While ski pants aren’t ideal, a ski jacket can be ok, but similarly to the pants, it shouldn’t be too loose and baggy. It should fit you well enough to give you full upper body movement, including raising both arms above your head.
A lightweight waterproof jacket without too much insulation, such as a gore-tex shell, is ideal, as it will keep you dry and allow you to layer-up underneath for warmth.
In a similar fashion to many winter adventures in the mountains, you’ll want to have a few layers underneath.
Merino base layers, a thin long-sleeved fleece or soft shell and a packable insulated jacket are ideal options to have underneath your outer layer, allowing your to remove or add layers if you need the extra warmth.
Do You Need To Know How To Climb To Go Ice Climbing?
No, you can try ice climbing even if you’ve never been climbing before. The main benefits of already knowing how to climb come from already knowing how to belay, and having more trust in the rope and being less afraid to fall (especially on a top rope).
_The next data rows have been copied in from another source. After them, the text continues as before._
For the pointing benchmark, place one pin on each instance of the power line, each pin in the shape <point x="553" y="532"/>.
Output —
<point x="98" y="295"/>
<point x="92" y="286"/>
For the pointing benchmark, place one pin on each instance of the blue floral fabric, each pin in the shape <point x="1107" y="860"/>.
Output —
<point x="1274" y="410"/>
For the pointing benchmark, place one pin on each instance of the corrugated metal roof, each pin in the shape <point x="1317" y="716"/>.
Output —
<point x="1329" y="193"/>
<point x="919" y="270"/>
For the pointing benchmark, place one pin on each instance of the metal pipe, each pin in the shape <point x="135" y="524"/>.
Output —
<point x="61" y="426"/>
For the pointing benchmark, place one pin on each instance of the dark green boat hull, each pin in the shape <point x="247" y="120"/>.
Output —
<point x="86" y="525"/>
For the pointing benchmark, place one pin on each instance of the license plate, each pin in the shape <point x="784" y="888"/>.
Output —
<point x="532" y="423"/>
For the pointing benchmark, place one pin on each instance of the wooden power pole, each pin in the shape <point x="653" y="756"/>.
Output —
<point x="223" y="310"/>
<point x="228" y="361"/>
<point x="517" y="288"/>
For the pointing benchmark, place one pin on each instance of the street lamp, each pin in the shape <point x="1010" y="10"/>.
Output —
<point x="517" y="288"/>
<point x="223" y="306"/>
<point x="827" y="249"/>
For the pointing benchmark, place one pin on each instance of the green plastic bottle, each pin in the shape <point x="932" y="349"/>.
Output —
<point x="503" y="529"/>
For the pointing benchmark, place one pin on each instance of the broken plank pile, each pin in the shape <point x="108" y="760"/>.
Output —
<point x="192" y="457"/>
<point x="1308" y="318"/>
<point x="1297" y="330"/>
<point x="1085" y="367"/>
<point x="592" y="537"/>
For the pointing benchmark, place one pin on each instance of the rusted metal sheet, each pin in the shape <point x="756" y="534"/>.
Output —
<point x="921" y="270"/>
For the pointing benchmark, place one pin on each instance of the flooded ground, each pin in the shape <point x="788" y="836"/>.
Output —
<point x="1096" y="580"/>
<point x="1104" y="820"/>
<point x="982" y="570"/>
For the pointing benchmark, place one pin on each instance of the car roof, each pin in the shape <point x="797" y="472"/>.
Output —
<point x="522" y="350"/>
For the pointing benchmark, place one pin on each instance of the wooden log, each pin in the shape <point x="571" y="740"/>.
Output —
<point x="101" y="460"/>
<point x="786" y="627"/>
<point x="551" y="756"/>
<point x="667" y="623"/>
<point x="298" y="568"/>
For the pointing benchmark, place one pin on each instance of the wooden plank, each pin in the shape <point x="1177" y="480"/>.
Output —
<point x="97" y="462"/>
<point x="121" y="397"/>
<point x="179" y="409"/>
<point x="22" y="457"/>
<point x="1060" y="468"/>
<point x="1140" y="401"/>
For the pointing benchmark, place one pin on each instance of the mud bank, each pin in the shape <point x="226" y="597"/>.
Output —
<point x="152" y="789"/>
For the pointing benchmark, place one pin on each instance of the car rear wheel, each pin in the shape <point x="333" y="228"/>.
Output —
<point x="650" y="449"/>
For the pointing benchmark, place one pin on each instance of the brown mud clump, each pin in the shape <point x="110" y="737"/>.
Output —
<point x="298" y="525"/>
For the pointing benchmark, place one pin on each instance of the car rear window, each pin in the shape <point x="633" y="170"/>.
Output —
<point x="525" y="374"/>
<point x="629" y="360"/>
Is Ice Climbing Dangerous?
It can be if you don‘t know what you‘re doing. Ice is a natural and changeable surface that can be affected by a number of variables. Going ice climbing with professional instructors or certified mountain guides hugely reduces the risk of accidents.
Do You Need to Train For Ice Climbing?
For your first time trying ice climbing, you don’t really need to train any particular skills. If you’re already a climber, you’ll find that it’s very different skills and body movement involved to rock climbing. You should however, have a good level of physical fitness for ice climbing, even as a beginner, as it’s a physically demanding sport.
Ice climbing can be a pretty daunting sport for beginners. But renting the gear and taking a course or hiring a mountain guide is a great way to get an introduction to this exciting winter sport without having to go it alone.